DPR Sahkan UU APBN 2026, Berikut Postur dan Targetnya

JAKARTA. Rancangan Undang-Undang Anggaran Pendapatan dan Belanja Negara (RUU APBN) 2026 akhirnya resmi disahkan menjadi undang-undang dalam Rapat Paripurna ke-5 Masa Persidangan I DPR RI 2025–2026, Selasa (23/9).
Proses pengesahan berlangsung setelah Ketua Badan Anggaran (Banggar) DPR RI, Said Abdullah, menyampaikan laporan hasil pembahasan dan pandangan mini fraksi. “Pemerintah perlu gesit, kreatif, dan inovatif memanfaatkan kekuatan fiskal pada RAPBN 2026,” kata Said di hadapan anggota dewan di gedung DPR, seperti dikutip dari Kontan.co.id.

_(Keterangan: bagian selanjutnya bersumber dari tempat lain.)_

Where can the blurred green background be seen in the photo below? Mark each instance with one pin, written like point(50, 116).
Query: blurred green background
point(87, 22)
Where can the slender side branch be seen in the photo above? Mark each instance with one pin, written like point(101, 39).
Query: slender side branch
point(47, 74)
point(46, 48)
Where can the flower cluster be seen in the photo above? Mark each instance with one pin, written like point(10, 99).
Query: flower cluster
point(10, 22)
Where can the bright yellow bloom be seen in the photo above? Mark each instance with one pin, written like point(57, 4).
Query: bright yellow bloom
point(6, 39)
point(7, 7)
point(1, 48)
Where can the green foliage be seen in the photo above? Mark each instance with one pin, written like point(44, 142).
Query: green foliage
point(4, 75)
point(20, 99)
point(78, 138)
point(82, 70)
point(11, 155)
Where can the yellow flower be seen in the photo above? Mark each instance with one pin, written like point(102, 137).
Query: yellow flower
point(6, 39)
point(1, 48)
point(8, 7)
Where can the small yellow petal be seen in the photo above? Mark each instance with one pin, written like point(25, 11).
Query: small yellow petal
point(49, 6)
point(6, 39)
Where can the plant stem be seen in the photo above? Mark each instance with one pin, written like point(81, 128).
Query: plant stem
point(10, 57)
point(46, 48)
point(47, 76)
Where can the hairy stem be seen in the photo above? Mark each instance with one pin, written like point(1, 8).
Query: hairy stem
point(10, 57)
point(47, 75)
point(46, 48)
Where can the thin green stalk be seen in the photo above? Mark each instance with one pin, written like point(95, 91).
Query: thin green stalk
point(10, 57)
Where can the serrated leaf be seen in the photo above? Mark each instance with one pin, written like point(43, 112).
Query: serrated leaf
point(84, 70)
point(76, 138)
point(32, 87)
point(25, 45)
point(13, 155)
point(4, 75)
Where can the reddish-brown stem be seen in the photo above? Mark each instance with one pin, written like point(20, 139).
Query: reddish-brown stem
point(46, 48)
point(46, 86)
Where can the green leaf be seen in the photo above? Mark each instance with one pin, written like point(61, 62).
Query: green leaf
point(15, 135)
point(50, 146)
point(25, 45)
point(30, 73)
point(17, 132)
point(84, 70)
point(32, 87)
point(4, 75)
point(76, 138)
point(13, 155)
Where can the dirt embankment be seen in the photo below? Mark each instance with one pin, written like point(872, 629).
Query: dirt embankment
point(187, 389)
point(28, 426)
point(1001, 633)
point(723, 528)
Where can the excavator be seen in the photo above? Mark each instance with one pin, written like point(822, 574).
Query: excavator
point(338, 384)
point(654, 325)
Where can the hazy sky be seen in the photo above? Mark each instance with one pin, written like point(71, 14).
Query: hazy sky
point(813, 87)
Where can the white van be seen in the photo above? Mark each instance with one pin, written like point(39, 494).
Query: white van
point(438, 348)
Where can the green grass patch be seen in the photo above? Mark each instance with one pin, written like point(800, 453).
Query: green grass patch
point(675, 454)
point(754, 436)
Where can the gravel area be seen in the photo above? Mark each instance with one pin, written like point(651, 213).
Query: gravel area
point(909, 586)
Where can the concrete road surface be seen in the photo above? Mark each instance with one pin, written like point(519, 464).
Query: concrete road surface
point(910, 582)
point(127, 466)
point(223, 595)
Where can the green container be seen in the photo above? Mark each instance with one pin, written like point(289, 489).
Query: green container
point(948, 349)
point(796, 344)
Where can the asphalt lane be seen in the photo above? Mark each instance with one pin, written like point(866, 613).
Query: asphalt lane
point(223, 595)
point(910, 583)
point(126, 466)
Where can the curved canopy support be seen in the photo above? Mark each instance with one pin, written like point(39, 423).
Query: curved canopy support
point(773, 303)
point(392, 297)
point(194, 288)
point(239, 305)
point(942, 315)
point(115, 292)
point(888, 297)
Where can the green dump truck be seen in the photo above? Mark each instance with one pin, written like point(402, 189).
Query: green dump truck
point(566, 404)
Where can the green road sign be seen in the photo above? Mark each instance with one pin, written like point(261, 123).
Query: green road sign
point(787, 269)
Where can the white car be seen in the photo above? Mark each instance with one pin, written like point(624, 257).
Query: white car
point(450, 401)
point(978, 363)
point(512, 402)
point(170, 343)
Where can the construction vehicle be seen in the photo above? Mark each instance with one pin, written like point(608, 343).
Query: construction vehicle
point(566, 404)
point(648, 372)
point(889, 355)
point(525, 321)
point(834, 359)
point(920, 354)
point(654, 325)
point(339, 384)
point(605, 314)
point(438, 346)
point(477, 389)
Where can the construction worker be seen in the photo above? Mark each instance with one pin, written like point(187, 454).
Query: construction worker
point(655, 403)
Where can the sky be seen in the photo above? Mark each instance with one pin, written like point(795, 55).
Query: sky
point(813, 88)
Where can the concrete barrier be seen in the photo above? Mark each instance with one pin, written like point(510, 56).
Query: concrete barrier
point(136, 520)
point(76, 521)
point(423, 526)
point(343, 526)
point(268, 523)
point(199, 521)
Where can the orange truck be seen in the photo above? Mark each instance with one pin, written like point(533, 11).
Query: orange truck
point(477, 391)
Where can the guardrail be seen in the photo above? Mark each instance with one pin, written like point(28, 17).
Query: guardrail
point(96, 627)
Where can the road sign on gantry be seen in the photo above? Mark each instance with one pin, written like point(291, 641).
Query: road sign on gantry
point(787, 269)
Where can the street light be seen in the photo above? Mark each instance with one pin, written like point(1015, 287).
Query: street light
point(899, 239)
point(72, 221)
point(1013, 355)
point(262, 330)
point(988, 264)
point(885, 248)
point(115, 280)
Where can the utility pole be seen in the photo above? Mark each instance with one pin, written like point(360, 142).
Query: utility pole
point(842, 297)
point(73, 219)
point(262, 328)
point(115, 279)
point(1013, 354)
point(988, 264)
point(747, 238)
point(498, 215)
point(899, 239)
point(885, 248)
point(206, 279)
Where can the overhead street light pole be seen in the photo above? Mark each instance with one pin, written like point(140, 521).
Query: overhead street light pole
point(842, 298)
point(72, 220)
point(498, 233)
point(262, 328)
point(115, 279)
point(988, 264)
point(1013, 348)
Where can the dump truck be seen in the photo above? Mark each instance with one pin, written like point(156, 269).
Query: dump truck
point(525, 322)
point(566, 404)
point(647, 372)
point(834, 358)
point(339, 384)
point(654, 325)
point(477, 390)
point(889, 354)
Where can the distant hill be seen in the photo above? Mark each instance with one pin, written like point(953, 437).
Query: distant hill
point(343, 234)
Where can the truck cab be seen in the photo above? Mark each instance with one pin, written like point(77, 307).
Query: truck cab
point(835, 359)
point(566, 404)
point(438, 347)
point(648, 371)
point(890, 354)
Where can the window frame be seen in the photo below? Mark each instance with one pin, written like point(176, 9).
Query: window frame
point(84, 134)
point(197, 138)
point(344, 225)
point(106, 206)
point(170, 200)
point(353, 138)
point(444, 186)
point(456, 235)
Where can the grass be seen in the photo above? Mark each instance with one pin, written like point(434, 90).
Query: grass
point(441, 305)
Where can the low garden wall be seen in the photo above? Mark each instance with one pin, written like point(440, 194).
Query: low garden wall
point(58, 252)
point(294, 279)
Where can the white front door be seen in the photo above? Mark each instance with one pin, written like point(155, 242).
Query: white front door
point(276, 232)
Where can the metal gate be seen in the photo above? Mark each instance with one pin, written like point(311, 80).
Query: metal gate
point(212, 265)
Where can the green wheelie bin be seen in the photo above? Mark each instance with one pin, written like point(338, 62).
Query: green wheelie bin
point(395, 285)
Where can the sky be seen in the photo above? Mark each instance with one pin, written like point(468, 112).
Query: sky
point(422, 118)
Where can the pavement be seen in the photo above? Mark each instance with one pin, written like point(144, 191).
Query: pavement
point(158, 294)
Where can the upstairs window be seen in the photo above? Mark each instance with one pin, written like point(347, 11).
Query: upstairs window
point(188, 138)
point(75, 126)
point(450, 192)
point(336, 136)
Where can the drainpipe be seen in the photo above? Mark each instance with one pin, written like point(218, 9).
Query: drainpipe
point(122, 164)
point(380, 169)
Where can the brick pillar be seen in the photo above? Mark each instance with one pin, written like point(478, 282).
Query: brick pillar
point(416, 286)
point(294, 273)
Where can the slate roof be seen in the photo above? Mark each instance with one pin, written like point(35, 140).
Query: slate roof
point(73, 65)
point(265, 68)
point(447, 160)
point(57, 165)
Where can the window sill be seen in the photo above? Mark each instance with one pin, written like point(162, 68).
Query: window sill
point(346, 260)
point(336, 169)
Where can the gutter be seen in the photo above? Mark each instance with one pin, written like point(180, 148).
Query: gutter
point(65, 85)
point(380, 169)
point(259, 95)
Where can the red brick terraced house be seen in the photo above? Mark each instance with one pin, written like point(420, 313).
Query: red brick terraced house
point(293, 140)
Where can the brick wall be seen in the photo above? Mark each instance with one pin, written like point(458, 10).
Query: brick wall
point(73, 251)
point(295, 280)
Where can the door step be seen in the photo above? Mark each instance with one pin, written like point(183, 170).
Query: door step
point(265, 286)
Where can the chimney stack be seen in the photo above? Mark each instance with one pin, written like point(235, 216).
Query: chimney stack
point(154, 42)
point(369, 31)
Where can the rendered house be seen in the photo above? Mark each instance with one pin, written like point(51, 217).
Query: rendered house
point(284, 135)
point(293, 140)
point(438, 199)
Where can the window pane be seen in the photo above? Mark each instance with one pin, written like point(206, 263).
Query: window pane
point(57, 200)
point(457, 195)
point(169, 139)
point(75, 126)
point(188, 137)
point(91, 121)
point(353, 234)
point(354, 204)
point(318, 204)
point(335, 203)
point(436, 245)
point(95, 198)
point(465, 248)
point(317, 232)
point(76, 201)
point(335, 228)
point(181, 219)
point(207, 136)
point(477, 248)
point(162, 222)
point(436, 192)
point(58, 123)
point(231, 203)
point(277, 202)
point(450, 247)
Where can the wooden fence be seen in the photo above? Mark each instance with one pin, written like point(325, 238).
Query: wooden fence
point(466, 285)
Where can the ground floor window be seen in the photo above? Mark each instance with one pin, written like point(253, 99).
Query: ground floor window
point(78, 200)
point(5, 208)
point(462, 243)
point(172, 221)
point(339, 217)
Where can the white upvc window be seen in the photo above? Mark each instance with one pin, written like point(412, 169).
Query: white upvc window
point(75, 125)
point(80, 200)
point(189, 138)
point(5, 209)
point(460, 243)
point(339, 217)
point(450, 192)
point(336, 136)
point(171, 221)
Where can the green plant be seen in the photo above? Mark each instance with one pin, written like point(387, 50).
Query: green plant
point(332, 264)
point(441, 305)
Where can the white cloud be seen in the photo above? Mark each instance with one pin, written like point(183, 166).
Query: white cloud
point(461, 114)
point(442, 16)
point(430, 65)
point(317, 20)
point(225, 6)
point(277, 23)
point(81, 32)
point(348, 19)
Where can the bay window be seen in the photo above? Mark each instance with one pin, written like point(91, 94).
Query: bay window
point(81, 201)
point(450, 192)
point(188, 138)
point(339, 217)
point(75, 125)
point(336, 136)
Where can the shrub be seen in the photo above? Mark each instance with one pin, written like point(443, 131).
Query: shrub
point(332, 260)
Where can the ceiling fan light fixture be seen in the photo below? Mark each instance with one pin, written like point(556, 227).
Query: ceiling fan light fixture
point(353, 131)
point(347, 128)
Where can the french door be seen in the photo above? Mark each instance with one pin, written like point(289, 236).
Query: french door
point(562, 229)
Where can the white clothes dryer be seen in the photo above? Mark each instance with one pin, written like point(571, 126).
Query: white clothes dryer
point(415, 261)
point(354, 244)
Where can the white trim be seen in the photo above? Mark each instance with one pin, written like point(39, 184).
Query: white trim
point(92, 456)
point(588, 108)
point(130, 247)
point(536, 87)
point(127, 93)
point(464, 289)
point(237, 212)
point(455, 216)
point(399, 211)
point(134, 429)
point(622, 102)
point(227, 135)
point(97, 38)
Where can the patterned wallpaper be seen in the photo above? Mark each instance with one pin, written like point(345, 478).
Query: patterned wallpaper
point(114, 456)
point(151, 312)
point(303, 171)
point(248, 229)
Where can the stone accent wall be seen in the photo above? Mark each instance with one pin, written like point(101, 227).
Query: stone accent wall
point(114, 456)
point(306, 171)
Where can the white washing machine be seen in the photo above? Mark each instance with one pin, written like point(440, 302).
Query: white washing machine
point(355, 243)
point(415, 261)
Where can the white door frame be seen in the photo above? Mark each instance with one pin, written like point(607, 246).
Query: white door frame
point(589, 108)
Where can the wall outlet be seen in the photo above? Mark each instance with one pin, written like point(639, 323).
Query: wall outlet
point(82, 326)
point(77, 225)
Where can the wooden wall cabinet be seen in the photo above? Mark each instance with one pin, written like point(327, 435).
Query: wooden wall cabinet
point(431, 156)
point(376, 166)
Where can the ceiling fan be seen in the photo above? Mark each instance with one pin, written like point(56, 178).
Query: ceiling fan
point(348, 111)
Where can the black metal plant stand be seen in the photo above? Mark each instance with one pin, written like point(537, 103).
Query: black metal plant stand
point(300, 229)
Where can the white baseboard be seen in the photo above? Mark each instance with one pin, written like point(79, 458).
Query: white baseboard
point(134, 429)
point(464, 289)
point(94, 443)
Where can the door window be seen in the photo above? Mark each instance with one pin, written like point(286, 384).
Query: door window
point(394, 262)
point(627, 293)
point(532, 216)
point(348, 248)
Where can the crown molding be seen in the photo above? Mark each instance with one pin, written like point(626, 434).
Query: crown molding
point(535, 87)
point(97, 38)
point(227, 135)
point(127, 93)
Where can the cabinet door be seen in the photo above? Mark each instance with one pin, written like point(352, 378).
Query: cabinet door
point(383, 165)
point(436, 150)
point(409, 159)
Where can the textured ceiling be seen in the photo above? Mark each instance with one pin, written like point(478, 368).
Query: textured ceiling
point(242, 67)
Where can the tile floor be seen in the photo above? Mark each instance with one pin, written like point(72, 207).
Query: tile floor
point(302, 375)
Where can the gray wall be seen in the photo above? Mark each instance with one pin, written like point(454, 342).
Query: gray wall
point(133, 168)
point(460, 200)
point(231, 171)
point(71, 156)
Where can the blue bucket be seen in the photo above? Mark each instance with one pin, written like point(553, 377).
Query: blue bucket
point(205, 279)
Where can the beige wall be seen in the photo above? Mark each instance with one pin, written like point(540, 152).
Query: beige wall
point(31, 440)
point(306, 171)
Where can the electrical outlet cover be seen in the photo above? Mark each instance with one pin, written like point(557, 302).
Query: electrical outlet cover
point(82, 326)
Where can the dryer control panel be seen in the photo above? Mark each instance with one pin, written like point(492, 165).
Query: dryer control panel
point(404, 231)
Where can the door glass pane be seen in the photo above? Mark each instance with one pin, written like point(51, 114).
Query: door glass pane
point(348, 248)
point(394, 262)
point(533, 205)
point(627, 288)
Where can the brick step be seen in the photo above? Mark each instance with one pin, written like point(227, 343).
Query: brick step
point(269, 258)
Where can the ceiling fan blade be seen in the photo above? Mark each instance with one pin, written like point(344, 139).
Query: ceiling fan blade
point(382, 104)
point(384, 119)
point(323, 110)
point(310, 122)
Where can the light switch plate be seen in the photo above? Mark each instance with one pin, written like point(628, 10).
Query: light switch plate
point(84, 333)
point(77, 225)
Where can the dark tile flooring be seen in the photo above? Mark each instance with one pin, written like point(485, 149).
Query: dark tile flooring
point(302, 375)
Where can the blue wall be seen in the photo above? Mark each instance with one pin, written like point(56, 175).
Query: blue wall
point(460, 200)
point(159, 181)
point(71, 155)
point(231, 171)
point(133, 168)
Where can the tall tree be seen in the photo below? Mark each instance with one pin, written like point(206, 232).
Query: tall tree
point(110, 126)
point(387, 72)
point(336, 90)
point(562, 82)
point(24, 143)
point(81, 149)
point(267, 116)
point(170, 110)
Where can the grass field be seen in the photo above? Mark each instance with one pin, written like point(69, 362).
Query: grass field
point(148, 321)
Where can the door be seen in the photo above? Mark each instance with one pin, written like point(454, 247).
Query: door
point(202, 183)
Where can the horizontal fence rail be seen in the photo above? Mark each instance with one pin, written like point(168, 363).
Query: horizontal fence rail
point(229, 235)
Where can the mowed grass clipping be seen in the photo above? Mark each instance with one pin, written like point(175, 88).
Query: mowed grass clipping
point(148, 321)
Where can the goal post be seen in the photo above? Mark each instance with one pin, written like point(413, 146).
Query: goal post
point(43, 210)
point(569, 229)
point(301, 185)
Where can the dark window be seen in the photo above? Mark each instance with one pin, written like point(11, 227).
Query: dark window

Dari total fraksi, delapan partai menyatakan persetujuan, yakni PDIP, Golkar, Gerindra, NasDem, PKB, PKS, PAN, dan Demokrat. Ketua DPR RI Puan Maharani kemudian menanyakan persetujuan anggota rapat. Usai dijawab serentak dengan kata “setuju”, palu sidang diketuk sebagai tanda pengesahan.
“Apakah RUU APBN 2026 dapat disetujui untuk disahkan menjadi UU?” tanya Puan yang kembali dijawab setuju oleh anggota dewan, disusul ketukan palu.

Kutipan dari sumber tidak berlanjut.